🤖 AI Summary
Existing inversion-free image editing methods often suffer from structural degradation and quality loss due to their reliance on fixed Gaussian noise to construct source trajectories. This work proposes SNR-Edit, a training-free editing framework that introduces structure-aware adaptive noise control into inversion-free flow models for the first time.
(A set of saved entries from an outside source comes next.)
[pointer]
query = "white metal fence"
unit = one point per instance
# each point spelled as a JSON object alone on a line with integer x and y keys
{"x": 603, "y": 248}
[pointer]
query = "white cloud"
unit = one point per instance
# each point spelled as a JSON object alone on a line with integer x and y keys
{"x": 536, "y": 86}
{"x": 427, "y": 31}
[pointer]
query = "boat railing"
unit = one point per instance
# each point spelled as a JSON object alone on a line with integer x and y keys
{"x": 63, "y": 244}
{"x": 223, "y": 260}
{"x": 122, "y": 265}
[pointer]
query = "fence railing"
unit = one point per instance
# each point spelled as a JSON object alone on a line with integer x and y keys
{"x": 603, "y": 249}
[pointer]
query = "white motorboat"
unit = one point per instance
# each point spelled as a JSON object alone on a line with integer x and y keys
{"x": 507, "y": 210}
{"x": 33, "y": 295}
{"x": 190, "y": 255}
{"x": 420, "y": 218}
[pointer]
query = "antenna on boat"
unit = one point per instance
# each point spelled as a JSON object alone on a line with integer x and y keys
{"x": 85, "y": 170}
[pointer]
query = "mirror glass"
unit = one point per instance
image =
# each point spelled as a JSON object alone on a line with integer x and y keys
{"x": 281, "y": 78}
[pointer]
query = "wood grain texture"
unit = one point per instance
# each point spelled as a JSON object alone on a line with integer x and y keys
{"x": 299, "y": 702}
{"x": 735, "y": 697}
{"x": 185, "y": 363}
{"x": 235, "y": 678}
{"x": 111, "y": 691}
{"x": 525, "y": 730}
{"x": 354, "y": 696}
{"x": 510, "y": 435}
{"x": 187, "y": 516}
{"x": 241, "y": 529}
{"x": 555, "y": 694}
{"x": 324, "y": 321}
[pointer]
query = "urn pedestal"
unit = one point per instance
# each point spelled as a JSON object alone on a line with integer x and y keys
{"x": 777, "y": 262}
By injecting segmentation-based constraints into the initial noise, SNR-Edit anchors the stochastic components of the source trajectory to the implicit inversion location of the original image, effectively mitigating trajectory drift. The method achieves high-fidelity structural preservation on flow-based generative models such as SD3 and FLUX without requiring fine-tuning or explicit inversion. Experiments demonstrate that SNR-Edit significantly improves both pixel-level metrics and VLM-based scores on PIE-Bench and SNR-Bench, with only an additional computational overhead of approximately one second per image.
📝 Abstract
Inversion-free image editing using flow-based generative models challenges the prevailing inversion-based pipelines. However, existing approaches rely on fixed Gaussian noise to construct the source trajectory, leading to biased trajectory dynamics and causing structural degradation or quality loss. To address this, we introduce SNR-Edit, a training-free framework achieving faithful Latent Trajectory Correction via adaptive noise control. Mechanistically, SNR-Edit uses structure-aware noise rectification to inject segmentation constraints into the initial noise, anchoring the stochastic component of the source trajectory to the real image's implicit inversion position and reducing trajectory drift during source--target transport. This lightweight modification yields smoother latent trajectories and ensures high-fidelity structural preservation without requiring model tuning or inversion. Across SD3 and FLUX, evaluations on PIE-Bench and SNR-Bench show that SNR-Edit delivers performance on pixel-level metrics and VLM-based scoring, while adding only about 1s overhead per image.